It is the late fifteenth century and a village healer in Russia called Laurus is powerless to help his beloved as she dies in childbirth, unwed and without having received communion. Devastated and desperate, he sets out on a journey in search of redemption. But this is no ordinary journey: it is one that spans ages and countries, and which brings him face-to-face with a host of unforgettable, eccentric characters and legendary creatures from the strangest medieval bestiaries.
Laurus’s travels take him from the Middle Ages to the Plague of 1771, where as a holy fool he displays miraculous healing powers, to the political upheavals of the late-twentieth century.
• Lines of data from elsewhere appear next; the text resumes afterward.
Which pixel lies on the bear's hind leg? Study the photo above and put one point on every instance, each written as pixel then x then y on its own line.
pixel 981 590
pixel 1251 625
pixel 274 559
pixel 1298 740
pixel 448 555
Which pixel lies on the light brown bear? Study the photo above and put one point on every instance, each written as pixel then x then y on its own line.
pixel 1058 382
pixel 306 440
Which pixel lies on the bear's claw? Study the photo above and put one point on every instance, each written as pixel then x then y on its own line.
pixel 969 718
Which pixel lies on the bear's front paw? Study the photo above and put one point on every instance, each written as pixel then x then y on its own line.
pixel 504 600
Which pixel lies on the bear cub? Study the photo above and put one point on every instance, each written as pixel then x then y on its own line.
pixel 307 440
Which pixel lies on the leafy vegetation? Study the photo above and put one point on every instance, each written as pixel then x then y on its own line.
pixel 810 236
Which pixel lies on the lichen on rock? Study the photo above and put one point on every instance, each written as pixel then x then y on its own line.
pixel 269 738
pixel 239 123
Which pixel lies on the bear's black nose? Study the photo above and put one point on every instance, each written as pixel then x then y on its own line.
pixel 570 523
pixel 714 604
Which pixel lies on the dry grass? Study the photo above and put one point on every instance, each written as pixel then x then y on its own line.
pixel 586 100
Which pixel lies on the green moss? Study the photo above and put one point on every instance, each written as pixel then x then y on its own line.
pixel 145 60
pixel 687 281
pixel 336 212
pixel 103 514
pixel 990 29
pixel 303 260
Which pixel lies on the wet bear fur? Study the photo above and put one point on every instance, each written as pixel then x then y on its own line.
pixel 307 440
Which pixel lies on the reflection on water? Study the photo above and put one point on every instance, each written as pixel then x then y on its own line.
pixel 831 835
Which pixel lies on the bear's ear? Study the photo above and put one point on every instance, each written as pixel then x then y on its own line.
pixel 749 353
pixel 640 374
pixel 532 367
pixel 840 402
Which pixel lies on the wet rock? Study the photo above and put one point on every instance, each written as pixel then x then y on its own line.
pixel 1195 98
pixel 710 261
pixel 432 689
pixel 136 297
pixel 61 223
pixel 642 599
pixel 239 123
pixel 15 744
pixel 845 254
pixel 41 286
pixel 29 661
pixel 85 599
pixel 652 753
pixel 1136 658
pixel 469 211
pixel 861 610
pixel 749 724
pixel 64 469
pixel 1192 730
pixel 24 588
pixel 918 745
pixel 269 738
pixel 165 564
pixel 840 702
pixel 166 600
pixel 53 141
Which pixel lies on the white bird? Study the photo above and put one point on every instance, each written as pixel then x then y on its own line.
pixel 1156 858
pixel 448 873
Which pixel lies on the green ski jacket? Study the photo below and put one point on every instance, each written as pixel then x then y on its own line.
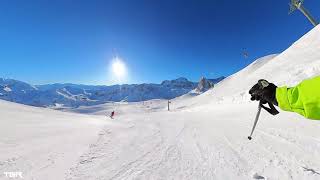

At each transformative stage of his journey he becomes more revered by the church and the people, until he decides, one day, to return to his home village to lead the life of a monastic hermit – not realizing that it is here that he will face his most difficult trial yet.
About a week ago I was listening to an interview with the author on BBC Radio and I immediately made a note to read it, so I was delighted to be granted a review copy of this novel from the publisher a few days later.
You can download a podcast of the BBC programme in which it featured here:
I love this novel - it is already high on my list of favourite magic realist books. I have said in previous reviews how much I like Russian or Slavic magic realism. For me it actually has more appeal than, dare I say it, the Latin American version. I think this is because of the role magic realism plays in Russian novels - it is a way of expressing the alternative to the rational. This is particularly the case because it is a response to a world view (Communism and post-communism) that utterly denies the spiritual alternative. It is also deeply rooted in the pagan and Christian orthodox church beliefs of the country. You could say that there is nothing magical in this book - not the holy fools walking on water nor monks levitating nor Laurus' ability to heal by the laying on of his hands - it is merely the Russian orthodox view of the world.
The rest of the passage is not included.